The trip north from LA has been a blur.  I am closing in on Portland, OR, and it feels like I just left LA.  I slept much of yesterday, trying to get my body back up to par from the previous night’s escapade.   I was delighted to find that my cubicle, er, roomette, was on the ocean side of the train.  For a period of time in the Southern California, the train runs right next to the beach.  I mean, right next to the beach.  You could often step right off the train and into the Pacific Ocean.  Also, we saw several dolphins swimming along the coastline, and lots of people enjoying the sand and surf.

This train has a sleeping car only lounge called the “Pacific Parlour.”  I have really enjoyed having this car along for this journey.  The Parlour car, an original ATSF Hi-Level car built in the 60’s or so, has been delightfully restored and has some excellent cushioned chairs as well as meal service.  It’s been nice to have a calm relaxing meal in the Parlour rather than in the hustle and bustle of the normal dining car.

Before I knew it, we were passing through San Jose in the late evening, and I don’t remember anything past Oakland.  I awoke with the sun at 5:30ish right near Mt. Shasta in northern California.  I’m now in “familiar” territory.  I’ve ridden this part of the journey on the Amtrekkin’ trip in November, 2006.  Back then, the Coast Starlight was running about 3 hours late, and at dawn we were traveling around Lake Shasta.  Not to be seen this time, we were long past this lake this morning.

Before too long, we started climbing the Cascades, passing an area where a massive mud-slide closed the UP railroad for nearly 4 months back in January.  I had read much about it, as I was sure hoping that the repairs would be done before I left on my trip.  I didn’t appreciate the steepness of the terrain until passing through.  The train passes up and back down some significant mountain valleys and then into Eugene, OR, along Lookout Point Lake and a branch of the Willamette River.
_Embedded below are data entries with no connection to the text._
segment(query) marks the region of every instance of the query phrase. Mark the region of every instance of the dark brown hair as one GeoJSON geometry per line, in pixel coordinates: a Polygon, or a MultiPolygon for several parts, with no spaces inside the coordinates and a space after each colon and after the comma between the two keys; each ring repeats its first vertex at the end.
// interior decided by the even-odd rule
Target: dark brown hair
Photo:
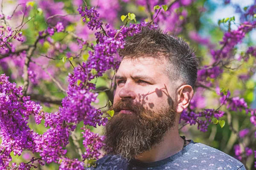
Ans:
{"type": "Polygon", "coordinates": [[[166,73],[172,80],[181,80],[195,86],[197,77],[198,61],[192,50],[182,38],[175,38],[160,29],[141,28],[141,31],[127,40],[119,55],[125,58],[145,56],[168,61],[166,73]]]}

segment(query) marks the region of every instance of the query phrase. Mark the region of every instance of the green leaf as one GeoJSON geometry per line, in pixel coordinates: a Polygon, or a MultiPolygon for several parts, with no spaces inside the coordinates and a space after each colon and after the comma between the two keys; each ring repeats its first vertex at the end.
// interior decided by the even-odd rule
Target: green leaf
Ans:
{"type": "Polygon", "coordinates": [[[224,120],[221,120],[219,121],[219,123],[220,124],[221,128],[223,128],[224,126],[225,126],[225,122],[224,120]]]}
{"type": "Polygon", "coordinates": [[[93,68],[91,70],[91,73],[93,75],[95,75],[97,74],[97,70],[95,68],[93,68]]]}
{"type": "Polygon", "coordinates": [[[37,8],[37,11],[39,15],[41,15],[43,14],[43,10],[40,8],[37,8]]]}
{"type": "Polygon", "coordinates": [[[96,162],[96,159],[89,159],[88,160],[88,164],[94,164],[96,162]]]}
{"type": "Polygon", "coordinates": [[[128,19],[131,20],[131,13],[130,12],[128,13],[128,19]]]}
{"type": "Polygon", "coordinates": [[[26,5],[28,6],[34,6],[34,4],[35,4],[35,2],[34,1],[29,1],[26,3],[26,5]]]}
{"type": "Polygon", "coordinates": [[[143,11],[145,10],[145,7],[144,6],[140,6],[138,7],[139,11],[143,11]]]}
{"type": "Polygon", "coordinates": [[[77,80],[77,82],[76,82],[76,84],[77,85],[79,85],[80,83],[81,83],[81,81],[80,79],[78,79],[78,80],[77,80]]]}
{"type": "Polygon", "coordinates": [[[115,112],[113,110],[111,110],[108,111],[107,112],[107,113],[111,117],[112,117],[114,115],[114,113],[115,113],[115,112]]]}
{"type": "Polygon", "coordinates": [[[155,10],[156,9],[158,9],[160,8],[160,6],[159,5],[155,6],[154,7],[154,10],[155,10]]]}
{"type": "Polygon", "coordinates": [[[231,18],[230,20],[230,21],[235,21],[235,16],[233,16],[233,17],[232,17],[232,18],[231,18]]]}
{"type": "Polygon", "coordinates": [[[124,21],[125,20],[125,18],[126,18],[126,17],[127,17],[127,15],[122,15],[122,16],[121,16],[121,20],[122,20],[122,21],[124,22],[124,21]]]}
{"type": "Polygon", "coordinates": [[[225,20],[224,20],[224,22],[225,23],[227,23],[227,21],[228,21],[229,20],[229,18],[225,18],[225,20]]]}
{"type": "Polygon", "coordinates": [[[168,8],[168,7],[166,5],[162,5],[162,7],[163,8],[163,9],[164,11],[165,11],[166,12],[167,10],[167,9],[168,8]]]}
{"type": "Polygon", "coordinates": [[[82,57],[83,58],[83,59],[84,59],[84,61],[86,61],[88,59],[88,58],[89,58],[89,54],[84,54],[84,55],[83,55],[83,56],[82,57]]]}
{"type": "Polygon", "coordinates": [[[112,105],[112,102],[110,101],[110,100],[108,100],[108,105],[109,106],[111,106],[112,105]]]}
{"type": "Polygon", "coordinates": [[[213,118],[212,119],[212,122],[214,124],[217,125],[218,122],[218,120],[216,118],[213,118]]]}
{"type": "Polygon", "coordinates": [[[255,87],[255,82],[253,80],[251,79],[246,82],[245,85],[247,88],[254,89],[255,87]]]}
{"type": "Polygon", "coordinates": [[[220,25],[221,25],[221,20],[219,20],[218,21],[218,25],[219,26],[220,25]]]}
{"type": "Polygon", "coordinates": [[[62,58],[62,62],[65,62],[66,59],[67,59],[67,57],[64,57],[63,58],[62,58]]]}
{"type": "Polygon", "coordinates": [[[253,91],[250,91],[250,92],[247,93],[246,95],[246,98],[247,102],[253,102],[254,101],[254,93],[253,91]]]}
{"type": "Polygon", "coordinates": [[[68,60],[70,60],[70,61],[72,61],[73,60],[73,57],[70,57],[70,58],[68,59],[68,60]]]}
{"type": "Polygon", "coordinates": [[[136,16],[134,13],[131,14],[131,20],[134,20],[135,19],[136,16]]]}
The Sunset Limited and the Coast Starlight have been full-in fact, this Coast Starlight is completely sold out.  I think that it is great for Amtrak, but I have to admit that I really enjoyed the space available back in November, 2006, as it was a lot easier to move around and spread out.  The full coaches, I am sure, don’t allow for much R&R.  Thank goodness for sleeping cars!

On the Sunset, I had the wonderful chance to meet a professional photographer who was traveling with her son to LA and then onto Japan.  They live in rural Texas, away from most things, but were traveling to LA to meet up with family and then travel to Japan to be with their grandmother, who was performing over there.  While she was in LA, she was going to meet up with Diane Keaton, as she had just finished a coffee-table book on Southwestern architecture for her.  She did most of the photography for the work.  It was fascinating!  Her son discovered my GPS and laptop, and we spent a lot of time watching the maps go by and looking at how far we had to go.

I have also enjoyed the people of Amtrak on this trip.  I can say that I have met some wonderfully hard-working and dedicated employees that have really made it easier and much more fun to be on board.  On the Sunset, the lead service attendant (dining car manager), Keisha, did a fabulous job working dinner out of New Orleans all by herself, and handled a full train and other delays with a no-nonsense smile.  This is probably the hardest job to do on an Amtrak train, and she was doing it to the best level.  And I even found out that it was her first trip!  Way to go, Keisha!  On the Starlight, my car attendant Louie has kept everyone laughing, and the Parlour car attendant, Nanette, has made the experience delightful.  Thanks to all!

I am in Seattle now.  Two more days and I will be in Glacier National Park!